Quiero señalar, aparte, que dicho libro no apareció inicialmente en español, sino que fue traducido al italiano por el padre jesuita Julio Monetti, y se publicó en Chieri, Torino, en 1933, con el título Fede di Popolo. Fiore di Eroi (que se podría traducir como La fe del pueblo. Flores de héroes), con “cerca de 400 páginas y 90 ilustraciones” y con un tiraje de 3 mil ejemplares.
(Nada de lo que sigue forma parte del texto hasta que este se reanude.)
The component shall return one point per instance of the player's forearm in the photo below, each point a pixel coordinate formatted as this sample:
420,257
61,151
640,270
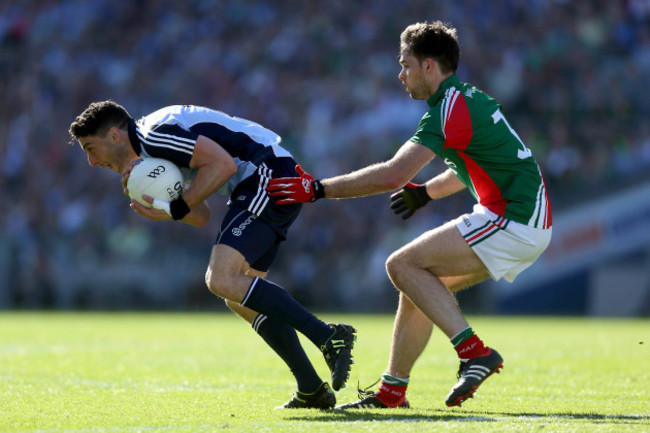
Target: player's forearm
444,184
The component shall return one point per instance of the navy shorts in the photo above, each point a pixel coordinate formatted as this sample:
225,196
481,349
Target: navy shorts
254,225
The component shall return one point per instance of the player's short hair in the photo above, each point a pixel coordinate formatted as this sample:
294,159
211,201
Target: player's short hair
435,40
98,118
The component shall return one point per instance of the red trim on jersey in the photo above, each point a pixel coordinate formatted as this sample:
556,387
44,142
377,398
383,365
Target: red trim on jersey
458,134
549,216
458,123
489,194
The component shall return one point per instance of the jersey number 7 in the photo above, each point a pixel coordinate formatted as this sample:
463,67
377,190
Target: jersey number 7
522,153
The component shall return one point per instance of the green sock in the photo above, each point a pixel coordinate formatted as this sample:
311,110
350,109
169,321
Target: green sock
462,336
392,380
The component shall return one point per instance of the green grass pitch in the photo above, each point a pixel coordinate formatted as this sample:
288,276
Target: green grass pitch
134,372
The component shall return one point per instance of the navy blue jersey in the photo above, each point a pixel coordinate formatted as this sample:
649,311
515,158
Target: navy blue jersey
171,133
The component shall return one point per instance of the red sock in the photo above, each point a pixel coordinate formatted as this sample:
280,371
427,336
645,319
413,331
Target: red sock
391,395
471,348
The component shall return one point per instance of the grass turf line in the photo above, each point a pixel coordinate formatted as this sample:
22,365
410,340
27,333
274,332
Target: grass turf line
131,372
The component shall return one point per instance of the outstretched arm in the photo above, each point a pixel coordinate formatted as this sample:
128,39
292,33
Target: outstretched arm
374,179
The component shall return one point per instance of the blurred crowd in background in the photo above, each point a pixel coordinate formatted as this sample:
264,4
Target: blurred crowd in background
572,77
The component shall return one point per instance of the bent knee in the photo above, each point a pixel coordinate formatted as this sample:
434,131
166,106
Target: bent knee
396,265
223,284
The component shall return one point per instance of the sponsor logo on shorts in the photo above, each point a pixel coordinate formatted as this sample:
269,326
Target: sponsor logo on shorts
239,230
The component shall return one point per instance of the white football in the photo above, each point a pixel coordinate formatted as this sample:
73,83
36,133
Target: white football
156,177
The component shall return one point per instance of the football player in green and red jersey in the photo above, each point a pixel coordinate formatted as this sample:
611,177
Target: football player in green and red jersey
509,227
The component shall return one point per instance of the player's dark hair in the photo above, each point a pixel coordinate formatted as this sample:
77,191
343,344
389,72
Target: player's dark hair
435,40
98,118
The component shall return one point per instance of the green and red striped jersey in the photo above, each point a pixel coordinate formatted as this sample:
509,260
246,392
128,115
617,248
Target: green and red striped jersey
467,129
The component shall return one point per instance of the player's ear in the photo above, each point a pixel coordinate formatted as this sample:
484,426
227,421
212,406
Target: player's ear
114,134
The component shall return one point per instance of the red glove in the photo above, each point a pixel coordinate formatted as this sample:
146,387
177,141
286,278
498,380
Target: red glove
296,189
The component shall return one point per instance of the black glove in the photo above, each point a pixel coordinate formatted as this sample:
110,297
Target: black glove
409,199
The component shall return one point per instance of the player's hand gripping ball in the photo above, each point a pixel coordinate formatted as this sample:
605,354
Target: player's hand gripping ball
155,177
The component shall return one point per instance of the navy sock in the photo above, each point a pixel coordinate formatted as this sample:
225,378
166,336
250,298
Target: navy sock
283,339
273,301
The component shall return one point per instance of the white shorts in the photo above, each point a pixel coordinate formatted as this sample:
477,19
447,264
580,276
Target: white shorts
505,247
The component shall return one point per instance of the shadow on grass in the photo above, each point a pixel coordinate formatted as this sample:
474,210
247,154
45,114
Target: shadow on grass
405,415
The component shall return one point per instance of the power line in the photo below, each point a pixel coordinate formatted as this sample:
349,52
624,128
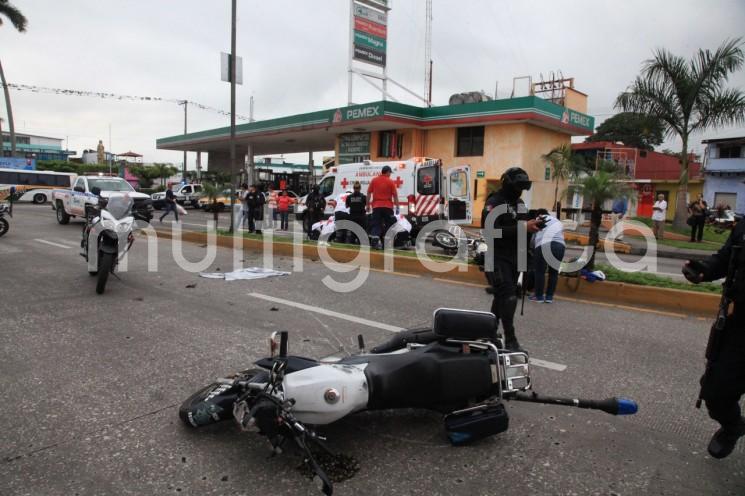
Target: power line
115,96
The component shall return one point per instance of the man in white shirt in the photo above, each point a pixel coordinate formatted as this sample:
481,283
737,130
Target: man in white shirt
549,240
659,212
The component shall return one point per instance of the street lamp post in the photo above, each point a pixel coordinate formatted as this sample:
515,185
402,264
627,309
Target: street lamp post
232,115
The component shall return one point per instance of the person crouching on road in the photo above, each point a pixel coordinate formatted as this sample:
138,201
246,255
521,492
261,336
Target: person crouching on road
254,202
503,277
283,208
383,196
357,207
170,205
550,239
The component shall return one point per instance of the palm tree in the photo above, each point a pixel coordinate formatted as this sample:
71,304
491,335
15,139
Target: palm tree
688,96
605,183
563,165
19,21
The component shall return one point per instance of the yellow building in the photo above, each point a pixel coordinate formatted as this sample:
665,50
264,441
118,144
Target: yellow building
490,136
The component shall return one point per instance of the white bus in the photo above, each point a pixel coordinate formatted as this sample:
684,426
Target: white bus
32,185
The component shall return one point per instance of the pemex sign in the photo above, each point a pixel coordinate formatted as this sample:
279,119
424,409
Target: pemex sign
370,31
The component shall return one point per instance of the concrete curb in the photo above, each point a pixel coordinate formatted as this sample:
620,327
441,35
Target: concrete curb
613,293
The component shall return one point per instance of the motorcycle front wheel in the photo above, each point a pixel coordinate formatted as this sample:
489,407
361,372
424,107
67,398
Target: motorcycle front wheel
106,262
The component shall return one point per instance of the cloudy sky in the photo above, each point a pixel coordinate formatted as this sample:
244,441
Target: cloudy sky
295,57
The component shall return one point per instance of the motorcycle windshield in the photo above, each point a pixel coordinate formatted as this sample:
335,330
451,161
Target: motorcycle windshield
119,206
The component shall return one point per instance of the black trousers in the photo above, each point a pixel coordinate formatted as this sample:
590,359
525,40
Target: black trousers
697,227
504,285
724,382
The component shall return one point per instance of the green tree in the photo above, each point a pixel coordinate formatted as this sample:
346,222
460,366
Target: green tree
634,130
597,187
19,21
564,164
688,96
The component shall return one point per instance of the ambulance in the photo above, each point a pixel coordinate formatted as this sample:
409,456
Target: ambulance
426,191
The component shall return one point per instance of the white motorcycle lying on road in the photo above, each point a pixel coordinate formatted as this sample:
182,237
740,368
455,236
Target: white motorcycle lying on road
107,235
458,367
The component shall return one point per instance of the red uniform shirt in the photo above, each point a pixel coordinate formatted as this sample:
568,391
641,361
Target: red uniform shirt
283,203
382,189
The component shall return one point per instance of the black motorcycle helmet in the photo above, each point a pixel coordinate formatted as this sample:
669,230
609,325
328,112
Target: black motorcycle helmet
515,180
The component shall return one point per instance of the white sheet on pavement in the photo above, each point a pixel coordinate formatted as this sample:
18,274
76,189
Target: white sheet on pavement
249,273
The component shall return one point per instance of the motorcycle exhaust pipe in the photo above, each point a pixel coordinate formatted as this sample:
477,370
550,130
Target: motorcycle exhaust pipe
614,406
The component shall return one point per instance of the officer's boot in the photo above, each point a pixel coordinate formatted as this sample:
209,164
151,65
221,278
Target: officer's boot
725,439
510,341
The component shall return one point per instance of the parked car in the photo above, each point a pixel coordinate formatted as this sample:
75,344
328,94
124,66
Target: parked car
186,194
El volumen muy pronto se convirtió en un éxito editorial, por lo que llamó la atención de los redactores de “L’Osservatore Romano”, periódico oficial del Vaticano, quienes el 30 de noviembre de 1934, publicaron una reseña, a la que subtitularon “Escenas históricas mexicanas”, y del que, entre otras cosas dijeron: “Ha sido llamado un libro de oro, y lo es en realidad, tanto por su sustancia como por sus ilustraciones y su magnífica presentación tipográfica.

Es una obra donde se narran, con la más escrupulosa fidelidad histórica, las maravillosas vicisitudes y las increíbles victorias de los Cruzados de Cristo Rey en el Estado de Colima, en el Occidente de México, en los años 1927, 1928 y 1929, y se pinta, además, el conmovedor heroísmo de tantos héroes mexicanos que, en el nombre de Jesús y confiados en la protección de su divina Evangelizadora, la gran Madre de Dios, María, derramaron generosamente su sangre por la Religión y la Fe [así como…] la crueldad bestial de los verdugos que fueron verdaderos asesinos”.

“Parece a primera vista tenerse entre las manos un libro de aventuras maravillosas debido a la pluma y férvida fantasía de un escritor de ingenio, cuando, por el contrario, se tiene ante los ojos una historia reciente y verdadera” …

El próximo 24 de febrero de este 2019 se cumplirán 93 años de la publicación del decreto que, seis meses antes de la publicación de la “Ley Calles”, propició que en Colima iniciara una fase de resistencia civil que, al arrancar enero de 1927, se transformó en resistencia armada, dando pie a la “Rebelión Cristera” y, conociendo en alguna medida los pormenores de aquella gesta, yo también, como el padre Ochoa, hace 90 años, me sentí obligado “a escribir algo”, aunque sea un poco de estos iluminadores Recuerdos de la Cristiada, en el afán de que episodios como ésos no se repitan.